If something is broken in code that I'm interfacing with, I'd like for my tests to reflect that. I've never understood the "testing little things in isolation" strategy when it precludes a "test everything all working together" strategy.
The reason is that if you can write a test that specifies your unit in terms of its communication with collaborators, then you have achieved a rational and comprehensible unit of code, and so you can be more sure that your design is sound.
With test-driven design (in an ideal world), if a change to an important module can break its own tests only, that means that it has a shallow and clear interface, decoupling its internals from the rest of the application.

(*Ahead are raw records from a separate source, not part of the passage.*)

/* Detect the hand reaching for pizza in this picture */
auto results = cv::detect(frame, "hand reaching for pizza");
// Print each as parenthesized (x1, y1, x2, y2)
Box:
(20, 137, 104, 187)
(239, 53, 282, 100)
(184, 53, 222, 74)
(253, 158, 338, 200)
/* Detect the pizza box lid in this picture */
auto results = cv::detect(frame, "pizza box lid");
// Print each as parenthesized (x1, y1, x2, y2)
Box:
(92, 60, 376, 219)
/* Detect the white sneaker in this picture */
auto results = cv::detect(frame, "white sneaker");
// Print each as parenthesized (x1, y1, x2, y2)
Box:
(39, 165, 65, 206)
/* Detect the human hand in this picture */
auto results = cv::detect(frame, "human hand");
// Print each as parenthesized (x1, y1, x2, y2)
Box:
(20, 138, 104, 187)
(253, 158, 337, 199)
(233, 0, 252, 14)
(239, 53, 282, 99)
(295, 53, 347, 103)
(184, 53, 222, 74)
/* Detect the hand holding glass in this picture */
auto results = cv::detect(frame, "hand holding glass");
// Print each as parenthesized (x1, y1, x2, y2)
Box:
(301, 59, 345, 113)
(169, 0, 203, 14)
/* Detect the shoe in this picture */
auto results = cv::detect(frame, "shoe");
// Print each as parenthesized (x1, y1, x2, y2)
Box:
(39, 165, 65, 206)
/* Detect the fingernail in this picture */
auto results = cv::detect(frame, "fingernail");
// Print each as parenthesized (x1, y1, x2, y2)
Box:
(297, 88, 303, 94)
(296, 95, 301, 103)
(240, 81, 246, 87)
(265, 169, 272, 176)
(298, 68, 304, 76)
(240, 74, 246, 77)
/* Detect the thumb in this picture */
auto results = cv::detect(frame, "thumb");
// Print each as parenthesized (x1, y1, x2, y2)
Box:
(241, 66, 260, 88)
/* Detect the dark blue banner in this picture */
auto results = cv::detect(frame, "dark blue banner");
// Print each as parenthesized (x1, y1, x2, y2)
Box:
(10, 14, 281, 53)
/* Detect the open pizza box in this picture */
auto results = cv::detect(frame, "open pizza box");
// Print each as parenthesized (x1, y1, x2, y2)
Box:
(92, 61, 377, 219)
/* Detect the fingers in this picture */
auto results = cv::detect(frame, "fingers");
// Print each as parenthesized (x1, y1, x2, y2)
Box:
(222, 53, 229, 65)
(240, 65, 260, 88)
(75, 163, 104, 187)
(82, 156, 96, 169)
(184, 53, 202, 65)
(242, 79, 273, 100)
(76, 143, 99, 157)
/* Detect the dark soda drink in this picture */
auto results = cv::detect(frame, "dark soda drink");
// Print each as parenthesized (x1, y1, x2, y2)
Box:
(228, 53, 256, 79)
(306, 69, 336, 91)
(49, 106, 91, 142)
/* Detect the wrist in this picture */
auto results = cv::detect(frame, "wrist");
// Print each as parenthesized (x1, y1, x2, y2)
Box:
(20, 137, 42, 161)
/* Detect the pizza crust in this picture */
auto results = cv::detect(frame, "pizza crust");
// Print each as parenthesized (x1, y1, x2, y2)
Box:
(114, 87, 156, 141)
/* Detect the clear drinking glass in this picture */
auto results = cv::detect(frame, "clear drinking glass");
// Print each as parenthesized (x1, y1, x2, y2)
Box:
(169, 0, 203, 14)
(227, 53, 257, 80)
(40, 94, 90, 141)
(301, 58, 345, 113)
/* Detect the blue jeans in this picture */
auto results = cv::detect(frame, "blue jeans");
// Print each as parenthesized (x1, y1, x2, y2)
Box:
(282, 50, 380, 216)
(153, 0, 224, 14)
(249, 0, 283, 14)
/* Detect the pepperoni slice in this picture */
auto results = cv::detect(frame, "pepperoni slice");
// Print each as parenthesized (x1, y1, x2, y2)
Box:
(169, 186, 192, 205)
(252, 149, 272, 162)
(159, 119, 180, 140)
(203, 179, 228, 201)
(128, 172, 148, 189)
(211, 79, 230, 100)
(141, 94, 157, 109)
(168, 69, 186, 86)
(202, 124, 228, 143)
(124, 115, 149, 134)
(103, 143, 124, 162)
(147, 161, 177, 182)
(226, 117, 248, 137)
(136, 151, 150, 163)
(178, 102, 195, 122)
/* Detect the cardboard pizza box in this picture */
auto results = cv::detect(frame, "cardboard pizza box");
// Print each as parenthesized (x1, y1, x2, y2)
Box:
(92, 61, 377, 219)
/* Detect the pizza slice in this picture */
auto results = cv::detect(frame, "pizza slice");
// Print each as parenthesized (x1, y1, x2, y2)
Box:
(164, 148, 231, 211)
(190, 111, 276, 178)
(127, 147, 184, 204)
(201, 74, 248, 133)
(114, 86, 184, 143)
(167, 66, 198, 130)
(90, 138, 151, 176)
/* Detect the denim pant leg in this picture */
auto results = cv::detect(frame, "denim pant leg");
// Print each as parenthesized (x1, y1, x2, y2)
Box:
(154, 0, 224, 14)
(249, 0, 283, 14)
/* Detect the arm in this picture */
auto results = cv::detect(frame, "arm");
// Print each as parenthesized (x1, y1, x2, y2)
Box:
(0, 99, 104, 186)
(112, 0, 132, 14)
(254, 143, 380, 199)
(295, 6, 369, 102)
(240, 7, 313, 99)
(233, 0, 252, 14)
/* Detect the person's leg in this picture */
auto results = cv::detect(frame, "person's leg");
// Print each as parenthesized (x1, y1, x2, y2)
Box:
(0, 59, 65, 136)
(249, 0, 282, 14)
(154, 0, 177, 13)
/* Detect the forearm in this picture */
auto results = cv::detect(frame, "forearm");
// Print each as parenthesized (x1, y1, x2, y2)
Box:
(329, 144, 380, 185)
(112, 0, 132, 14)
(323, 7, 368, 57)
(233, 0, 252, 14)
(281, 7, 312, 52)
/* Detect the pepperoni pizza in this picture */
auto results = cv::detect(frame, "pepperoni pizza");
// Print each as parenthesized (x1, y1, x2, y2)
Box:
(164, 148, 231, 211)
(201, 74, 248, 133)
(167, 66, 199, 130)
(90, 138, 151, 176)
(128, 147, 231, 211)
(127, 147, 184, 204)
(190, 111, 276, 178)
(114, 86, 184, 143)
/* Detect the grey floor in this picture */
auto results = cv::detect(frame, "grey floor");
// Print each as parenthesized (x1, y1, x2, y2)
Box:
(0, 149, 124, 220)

Given that the module's code is exhaustively tested, that means there is a full specification of what it's supposed to do, given the various possible scenarios.
If the tests are well-written, that means the specification is comprehensible, which means the interfaces make sense in the domain's discourse.
Good TDD involves working hard to keep the code base clean and comprehensible. If you're only testing that everything works together, there's a chance that you're also less focused on maintaining good architecture.
Yeah, I get that. But it makes me wonder why "unit testing" became such a hot thing. I think it's just because it's simpler than integration testing. But integration testing is much more valuable.
True, it's much simpler. It's also much more interesting when you start having a huge codebase, and you want to refactor/add a feature/fix a bug, because you don't need to set and verify the whole input/output of your application but only the one that does the logic you're interested in.
It's also simpler to use unit tests for verifying all possible inputs and outputs of a component.
But, as others have said, unit tests alone are necessary but not sufficient.
> But it makes me wonder why "unit testing" became such a hot thing. I think it's just because it's simpler than integration testing. But integration testing is much more valuable.
TDD focuses on a particular method of leveraging unit testing to improve code quality and avoid bloat, but it doesn't suggest that integration testing should be abandoned. Integration testing is just outside of the scope of the part of the dev process TDD is focussed on improving.
Unit testing has the benefit of telling you more specifically which bit of code is broken. That is more valuable when it finds the error. Integration testing will find more errors. As dragonwriter says, though, the focus of TDD is not the fact the tests find errors but the way they shape your development. For that end, it's not clear to me (at all) which is "more valuable".
> I've never understood the "testing little things in isolation" strategy when it precludes a "test everything all working together" strategy.
It doesn't. TDD is largely about how to use unit tests to drive incremental development, but it certainly doesn't preclude any other form of testing being part of the lifecycle (it just doesn't have anything to say about them -- presuming that you have some integration and acceptance test practices, and that those are out of TDD's scope.)